Joint accounts often automatically come with right of survivorship (ROS) status when they’re established. But not always; you might have to specify. It’s especially important to specify survivorship if you are adding a person to an existing account; “just putting someone’s name on the checks doesn’t do it,” Worthington cautions—even if that someone is a spouse or child. If you can’t convert the account, you may have to set up a new one (again, depending on the institution’s policies). If you don’t, the account may have to go through probate after all.

Joint tenancy with right of survivorship

The joint tenancy with right of survivorship is another type of joint ownership specifically for real estate and land—what the money pros call real property assets, vs. purely financial ones. The concept is similar to that of joint accounts: With a survivorship designation (abbreviated JTWROS on the title papers), when owner dies, the property passes outside probate to the control of the remaining owner.

Some states offer a specialized form of JTWROS to married couples, called Tenancy (or Tenants) by the Entirety. Ensuring that the jointly-owned real estate cannot be seized by a creditor of one of the owners, it is more of an asset-protection than a probate-avoidance tool, but it does carry rights of survivorship with it.

To establish JTWROS or Tenancy by the Entirety on real estate you already own, you will have to draw up a new deed, have it notarized and the title registered.

Small estates/living trusts

Most states allow you to skip probate—or go through a streamlined, no-lawyer-required version of it—if you are dealing with a “small estate.” The definition of small varies considerably around the country, from $15,000 in Kentucky to $150,000 in California. But whatever the parameters, one way to shrink a probatable estate (in addition to the methods above) is to put as many assets as possible—financial accounts, real estate, art and antiques—inside a revocable living trust. By naming themselves trustee, the assets’ owner retails control of them in life; upon death, the assets go straight to the designated beneficiaries of the trust, bypassing probate.

Transfer on death and right of survivorship, as applied to financial accounts, are relatively new legal concepts, Worthington notes—dating from the 1960s, when the avoid-probate movement began stirring in estate-planning circles. So if you’re dealing with the holdings of elderly parents or relatives, it’s especially important to check designations. That savings account they set up as newlyweds 60 years ago may well not provide for survivorship, or the transfer policies of their little regional brokerage may have changed since it was acquired by that global conglomerate.

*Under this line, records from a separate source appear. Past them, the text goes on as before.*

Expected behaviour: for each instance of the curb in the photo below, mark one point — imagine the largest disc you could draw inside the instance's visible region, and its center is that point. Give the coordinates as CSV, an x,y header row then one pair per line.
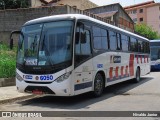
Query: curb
x,y
16,98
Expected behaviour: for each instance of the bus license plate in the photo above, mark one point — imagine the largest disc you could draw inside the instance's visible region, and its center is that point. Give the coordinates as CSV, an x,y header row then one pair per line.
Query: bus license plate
x,y
38,92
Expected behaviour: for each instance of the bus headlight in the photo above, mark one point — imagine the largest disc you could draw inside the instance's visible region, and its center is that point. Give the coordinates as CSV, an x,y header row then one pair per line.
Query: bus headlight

It’s also important to recognize the significance of these tactics. Probate by-passing designations like TOD and ROS take precedence over any directives in a last will and testament. Living trusts also trump wills. This could be a problem if, say, your will leaves $10,000 to your favorite museum—but there’s nothing to fund the bequest with, because your bank account transfers on death all the cash to your son, who isn’t an art lover. In other words, make sure that these actions align with other pieces of your estate plan, and don’t work at cross-purposes to them. (Related: Trust vs. Will: Which is Better for You?)